Say I have two diagonalisable matrices $A$ and $B$, diagonalisable in different basis'. \begin{equation} A=\sum_ia_i|a_i\rangle\langle a_i|\qquad\text{and}\qquad B=\sum_ib_i|b_i\rangle\langle b_i|\;. \end{equation} Clearly both are diagonalisable. Therefore $A\otimes B$ and $B\otimes A$ are both diagonalisable. I know that in general the sum of two diagonalisable matrices is not diagonalisable, however I was wondering if because of the symmetry involved in this problem, the matrix: \begin{equation} A\otimes B+B\otimes A \end{equation}
might be diagonalisable?
I think this might help. First note that the square root of a diagonal matrix is diagonal and the inverse of a diagonal matrix is diagonal. The product of two diagonal matrices is diagonal.
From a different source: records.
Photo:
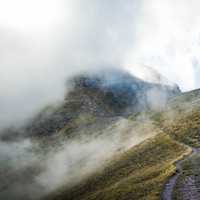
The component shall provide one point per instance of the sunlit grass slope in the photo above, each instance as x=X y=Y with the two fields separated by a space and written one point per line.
x=137 y=174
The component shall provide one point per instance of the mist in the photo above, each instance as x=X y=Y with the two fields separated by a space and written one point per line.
x=40 y=51
x=45 y=43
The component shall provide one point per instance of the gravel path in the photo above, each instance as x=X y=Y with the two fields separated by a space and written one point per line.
x=190 y=190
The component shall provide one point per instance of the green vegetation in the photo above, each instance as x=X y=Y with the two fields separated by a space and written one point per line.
x=137 y=174
x=189 y=177
x=141 y=172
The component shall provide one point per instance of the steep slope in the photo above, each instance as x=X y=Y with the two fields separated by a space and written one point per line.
x=142 y=171
x=97 y=96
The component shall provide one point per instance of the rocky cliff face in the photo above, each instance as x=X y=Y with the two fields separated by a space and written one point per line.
x=95 y=97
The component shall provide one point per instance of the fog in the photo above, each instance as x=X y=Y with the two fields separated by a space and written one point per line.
x=44 y=43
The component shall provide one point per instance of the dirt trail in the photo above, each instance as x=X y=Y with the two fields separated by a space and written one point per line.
x=191 y=192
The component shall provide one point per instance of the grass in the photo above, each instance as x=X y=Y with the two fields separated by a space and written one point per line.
x=141 y=172
x=137 y=174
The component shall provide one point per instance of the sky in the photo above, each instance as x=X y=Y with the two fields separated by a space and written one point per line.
x=43 y=42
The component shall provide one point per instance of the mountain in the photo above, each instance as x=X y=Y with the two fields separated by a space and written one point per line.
x=114 y=136
x=145 y=171
x=96 y=96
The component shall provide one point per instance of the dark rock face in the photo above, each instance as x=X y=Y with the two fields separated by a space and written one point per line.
x=101 y=95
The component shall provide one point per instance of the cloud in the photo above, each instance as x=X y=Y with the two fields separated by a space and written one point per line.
x=38 y=53
x=167 y=39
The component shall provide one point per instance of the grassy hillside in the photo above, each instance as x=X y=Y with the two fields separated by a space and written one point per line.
x=142 y=171
x=137 y=174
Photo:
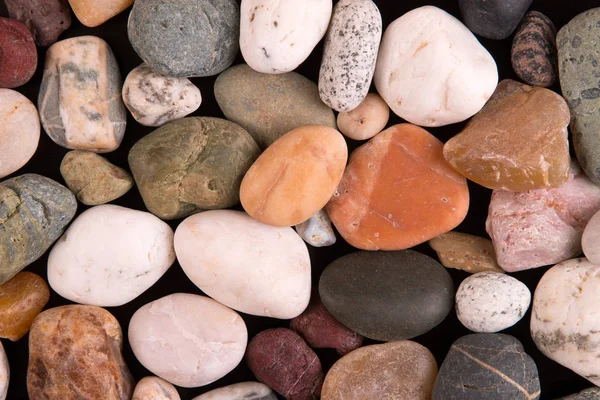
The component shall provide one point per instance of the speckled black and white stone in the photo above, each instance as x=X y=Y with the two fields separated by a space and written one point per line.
x=491 y=301
x=351 y=47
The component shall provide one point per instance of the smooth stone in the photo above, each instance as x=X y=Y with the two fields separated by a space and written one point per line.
x=491 y=366
x=282 y=360
x=541 y=227
x=21 y=300
x=188 y=340
x=524 y=129
x=350 y=53
x=465 y=252
x=395 y=370
x=269 y=106
x=192 y=164
x=34 y=211
x=387 y=295
x=185 y=38
x=80 y=96
x=93 y=178
x=20 y=132
x=277 y=37
x=462 y=81
x=295 y=177
x=75 y=353
x=124 y=253
x=398 y=191
x=244 y=264
x=154 y=99
x=534 y=54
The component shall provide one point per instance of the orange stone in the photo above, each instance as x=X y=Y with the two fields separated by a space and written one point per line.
x=21 y=299
x=295 y=177
x=398 y=191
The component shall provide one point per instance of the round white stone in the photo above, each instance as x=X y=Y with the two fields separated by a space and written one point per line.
x=491 y=302
x=277 y=36
x=249 y=266
x=110 y=255
x=187 y=339
x=431 y=69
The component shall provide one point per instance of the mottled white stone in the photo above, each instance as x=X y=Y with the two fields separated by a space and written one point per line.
x=110 y=255
x=431 y=69
x=249 y=266
x=188 y=340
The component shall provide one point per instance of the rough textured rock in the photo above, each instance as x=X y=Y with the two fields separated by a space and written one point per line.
x=34 y=211
x=75 y=352
x=398 y=191
x=192 y=164
x=269 y=106
x=487 y=366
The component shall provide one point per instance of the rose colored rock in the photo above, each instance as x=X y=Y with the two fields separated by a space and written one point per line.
x=398 y=192
x=21 y=300
x=283 y=361
x=75 y=353
x=394 y=370
x=518 y=141
x=295 y=177
x=541 y=227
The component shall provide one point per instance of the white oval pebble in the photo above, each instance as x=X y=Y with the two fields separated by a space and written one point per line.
x=431 y=69
x=187 y=339
x=110 y=255
x=249 y=266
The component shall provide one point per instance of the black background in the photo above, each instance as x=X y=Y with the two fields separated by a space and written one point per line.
x=556 y=381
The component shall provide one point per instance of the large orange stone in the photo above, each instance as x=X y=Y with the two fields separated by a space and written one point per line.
x=398 y=191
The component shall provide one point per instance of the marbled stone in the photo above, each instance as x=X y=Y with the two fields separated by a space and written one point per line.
x=490 y=366
x=185 y=38
x=395 y=370
x=387 y=295
x=192 y=164
x=188 y=340
x=80 y=96
x=34 y=211
x=154 y=99
x=398 y=191
x=75 y=353
x=269 y=106
x=350 y=53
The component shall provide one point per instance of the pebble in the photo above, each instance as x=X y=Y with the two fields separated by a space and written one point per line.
x=192 y=164
x=185 y=38
x=398 y=191
x=20 y=132
x=34 y=211
x=80 y=96
x=188 y=340
x=381 y=295
x=534 y=54
x=93 y=179
x=277 y=37
x=513 y=124
x=154 y=99
x=295 y=177
x=465 y=252
x=269 y=106
x=220 y=250
x=125 y=252
x=46 y=19
x=395 y=370
x=541 y=227
x=21 y=300
x=462 y=81
x=75 y=353
x=282 y=360
x=350 y=53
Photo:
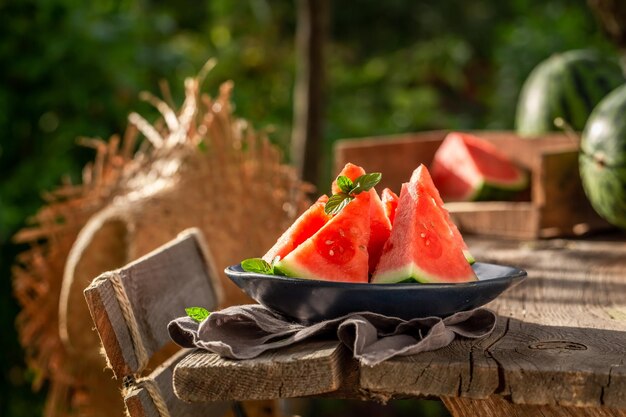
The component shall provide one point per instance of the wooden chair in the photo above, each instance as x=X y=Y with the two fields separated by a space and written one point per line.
x=131 y=308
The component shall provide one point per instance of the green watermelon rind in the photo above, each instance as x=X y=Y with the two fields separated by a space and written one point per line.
x=290 y=269
x=489 y=191
x=602 y=160
x=568 y=85
x=413 y=273
x=605 y=188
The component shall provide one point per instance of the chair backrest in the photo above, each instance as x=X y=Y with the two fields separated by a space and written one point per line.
x=131 y=308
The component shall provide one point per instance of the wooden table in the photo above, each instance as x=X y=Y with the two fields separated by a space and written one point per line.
x=559 y=348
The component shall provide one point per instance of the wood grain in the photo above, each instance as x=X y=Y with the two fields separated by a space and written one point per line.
x=560 y=339
x=159 y=286
x=297 y=371
x=139 y=402
x=496 y=407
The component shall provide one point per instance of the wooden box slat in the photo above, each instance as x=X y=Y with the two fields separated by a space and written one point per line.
x=557 y=204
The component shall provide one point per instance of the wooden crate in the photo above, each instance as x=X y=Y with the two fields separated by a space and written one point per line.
x=557 y=205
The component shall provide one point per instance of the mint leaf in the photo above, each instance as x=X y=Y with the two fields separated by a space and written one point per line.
x=257 y=265
x=365 y=182
x=336 y=203
x=198 y=314
x=345 y=184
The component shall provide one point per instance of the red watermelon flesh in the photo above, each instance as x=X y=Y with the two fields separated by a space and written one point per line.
x=303 y=228
x=468 y=168
x=390 y=203
x=422 y=177
x=421 y=247
x=380 y=225
x=336 y=252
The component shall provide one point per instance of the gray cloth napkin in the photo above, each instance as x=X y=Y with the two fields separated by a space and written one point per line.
x=244 y=332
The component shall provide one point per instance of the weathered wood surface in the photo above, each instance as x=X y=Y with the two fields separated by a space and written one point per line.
x=299 y=370
x=560 y=340
x=159 y=286
x=498 y=407
x=140 y=403
x=556 y=205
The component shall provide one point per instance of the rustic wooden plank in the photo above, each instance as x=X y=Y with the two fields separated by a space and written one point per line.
x=560 y=339
x=300 y=370
x=139 y=402
x=159 y=286
x=498 y=218
x=496 y=406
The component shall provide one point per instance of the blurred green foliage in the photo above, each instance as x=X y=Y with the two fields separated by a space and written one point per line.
x=70 y=68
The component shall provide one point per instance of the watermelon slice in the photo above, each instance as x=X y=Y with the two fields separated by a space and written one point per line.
x=467 y=168
x=422 y=247
x=422 y=177
x=380 y=225
x=336 y=252
x=303 y=228
x=390 y=203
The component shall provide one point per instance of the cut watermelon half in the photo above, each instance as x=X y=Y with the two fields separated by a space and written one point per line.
x=303 y=228
x=421 y=246
x=380 y=225
x=336 y=252
x=468 y=168
x=390 y=204
x=422 y=178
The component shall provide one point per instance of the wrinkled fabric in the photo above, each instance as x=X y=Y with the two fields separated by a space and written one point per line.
x=244 y=332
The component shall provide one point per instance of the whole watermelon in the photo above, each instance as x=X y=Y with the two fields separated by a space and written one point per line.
x=566 y=85
x=603 y=158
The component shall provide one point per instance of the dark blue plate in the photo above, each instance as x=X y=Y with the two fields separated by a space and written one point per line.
x=307 y=301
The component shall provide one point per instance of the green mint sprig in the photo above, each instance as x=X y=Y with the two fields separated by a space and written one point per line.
x=257 y=265
x=349 y=190
x=198 y=314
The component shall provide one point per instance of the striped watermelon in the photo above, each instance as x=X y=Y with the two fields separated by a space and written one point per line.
x=602 y=159
x=568 y=86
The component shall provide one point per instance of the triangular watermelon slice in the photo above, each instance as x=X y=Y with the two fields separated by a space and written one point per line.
x=422 y=177
x=468 y=168
x=421 y=246
x=336 y=252
x=390 y=204
x=380 y=226
x=302 y=228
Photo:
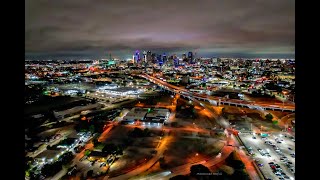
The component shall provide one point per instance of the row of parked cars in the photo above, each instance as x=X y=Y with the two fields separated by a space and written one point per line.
x=278 y=171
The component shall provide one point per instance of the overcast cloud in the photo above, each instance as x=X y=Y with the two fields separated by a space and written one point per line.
x=97 y=27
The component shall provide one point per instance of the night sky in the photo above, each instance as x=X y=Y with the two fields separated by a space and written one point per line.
x=94 y=28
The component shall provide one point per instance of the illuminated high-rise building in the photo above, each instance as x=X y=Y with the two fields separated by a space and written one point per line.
x=137 y=57
x=164 y=58
x=153 y=58
x=190 y=57
x=149 y=56
x=144 y=56
x=184 y=56
x=159 y=59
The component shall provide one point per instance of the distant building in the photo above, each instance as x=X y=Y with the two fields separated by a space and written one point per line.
x=184 y=57
x=137 y=57
x=190 y=57
x=136 y=114
x=154 y=58
x=149 y=56
x=164 y=58
x=159 y=59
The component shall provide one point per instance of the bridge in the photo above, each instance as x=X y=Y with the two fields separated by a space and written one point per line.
x=216 y=100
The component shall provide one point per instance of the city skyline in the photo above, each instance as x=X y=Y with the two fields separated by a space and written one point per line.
x=74 y=29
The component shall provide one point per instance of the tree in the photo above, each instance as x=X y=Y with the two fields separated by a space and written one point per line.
x=91 y=129
x=269 y=117
x=146 y=132
x=137 y=132
x=240 y=174
x=90 y=173
x=237 y=164
x=199 y=168
x=87 y=152
x=179 y=177
x=174 y=124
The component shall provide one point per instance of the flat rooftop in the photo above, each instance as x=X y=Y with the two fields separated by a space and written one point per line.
x=49 y=154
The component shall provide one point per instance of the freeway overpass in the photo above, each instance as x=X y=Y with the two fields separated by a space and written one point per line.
x=216 y=100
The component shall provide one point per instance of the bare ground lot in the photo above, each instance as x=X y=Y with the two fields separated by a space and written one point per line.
x=189 y=150
x=138 y=152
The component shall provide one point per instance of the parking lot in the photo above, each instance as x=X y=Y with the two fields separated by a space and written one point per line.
x=275 y=149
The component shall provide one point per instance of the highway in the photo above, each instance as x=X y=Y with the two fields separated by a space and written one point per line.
x=241 y=103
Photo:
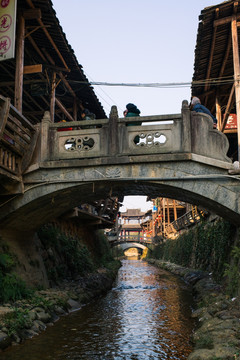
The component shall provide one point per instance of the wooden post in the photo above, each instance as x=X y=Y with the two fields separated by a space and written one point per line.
x=75 y=109
x=236 y=66
x=168 y=212
x=218 y=113
x=175 y=210
x=52 y=99
x=113 y=132
x=19 y=64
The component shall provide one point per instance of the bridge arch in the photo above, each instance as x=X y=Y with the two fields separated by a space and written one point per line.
x=125 y=246
x=190 y=181
x=191 y=165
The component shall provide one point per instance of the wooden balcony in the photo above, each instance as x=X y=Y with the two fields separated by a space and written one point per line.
x=17 y=141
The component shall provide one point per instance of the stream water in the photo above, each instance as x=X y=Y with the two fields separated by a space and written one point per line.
x=146 y=316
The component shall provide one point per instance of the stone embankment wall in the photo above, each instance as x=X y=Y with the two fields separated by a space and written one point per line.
x=216 y=336
x=207 y=258
x=69 y=264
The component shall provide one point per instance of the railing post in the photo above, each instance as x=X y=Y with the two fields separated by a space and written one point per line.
x=186 y=127
x=44 y=135
x=113 y=140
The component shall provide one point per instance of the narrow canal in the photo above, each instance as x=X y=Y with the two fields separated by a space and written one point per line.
x=147 y=315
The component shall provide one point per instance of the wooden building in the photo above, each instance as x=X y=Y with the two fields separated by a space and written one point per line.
x=217 y=69
x=45 y=75
x=130 y=222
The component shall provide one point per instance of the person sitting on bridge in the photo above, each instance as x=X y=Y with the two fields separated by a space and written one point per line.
x=132 y=111
x=198 y=107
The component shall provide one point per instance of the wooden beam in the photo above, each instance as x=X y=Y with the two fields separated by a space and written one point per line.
x=228 y=109
x=64 y=110
x=31 y=69
x=52 y=98
x=225 y=20
x=236 y=66
x=206 y=87
x=218 y=112
x=36 y=48
x=48 y=36
x=19 y=64
x=31 y=14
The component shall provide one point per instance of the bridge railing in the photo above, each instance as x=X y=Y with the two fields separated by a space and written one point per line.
x=134 y=238
x=115 y=136
x=17 y=139
x=167 y=135
x=190 y=218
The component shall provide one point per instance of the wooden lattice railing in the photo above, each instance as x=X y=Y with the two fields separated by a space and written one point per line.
x=16 y=138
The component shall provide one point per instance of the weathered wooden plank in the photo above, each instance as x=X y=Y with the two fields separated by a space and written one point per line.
x=31 y=69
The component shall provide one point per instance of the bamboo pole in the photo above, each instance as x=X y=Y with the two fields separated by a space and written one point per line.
x=19 y=65
x=236 y=66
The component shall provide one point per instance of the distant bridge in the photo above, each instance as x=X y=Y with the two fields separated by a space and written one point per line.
x=178 y=156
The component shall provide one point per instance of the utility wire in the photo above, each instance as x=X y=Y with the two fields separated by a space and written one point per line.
x=197 y=83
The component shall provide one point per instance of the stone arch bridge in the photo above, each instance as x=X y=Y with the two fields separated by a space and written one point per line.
x=177 y=156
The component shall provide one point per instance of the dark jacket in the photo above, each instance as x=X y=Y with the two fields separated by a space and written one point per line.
x=201 y=108
x=132 y=112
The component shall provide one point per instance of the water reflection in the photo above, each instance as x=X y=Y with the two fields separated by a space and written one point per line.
x=145 y=316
Assuming nothing about $A\otimes B+B\otimes A$ we can multiply by $\sqrt{A}^{-1}\otimes\sqrt{A}^{-1}$ on both sides leaving \begin{equation} \mathcal{I}\otimes\sqrt{A}^{-1}B\sqrt{A}^{-1}+\sqrt{A}^{-1}B\sqrt{A}^{-1}\otimes\mathcal{I}\;. \end{equation} $\sqrt{A}^{-1}B\sqrt{A}^{-1}$ must be diagonal as $\sqrt{A}^{-1}$ and $B$ are both diagonal. We can therefore say $C=\sqrt{A}^{-1}B\sqrt{A}^{-1}$, where $C$ is a diagonal matrix. Then $\mathcal{I}\otimes C\otimes\mathcal{I}$ must be diagonal. If $A\otimes B+B\otimes A$ is diagonal this must be true, however this can also be true if $A\otimes B+B\otimes A$ is not diagonal.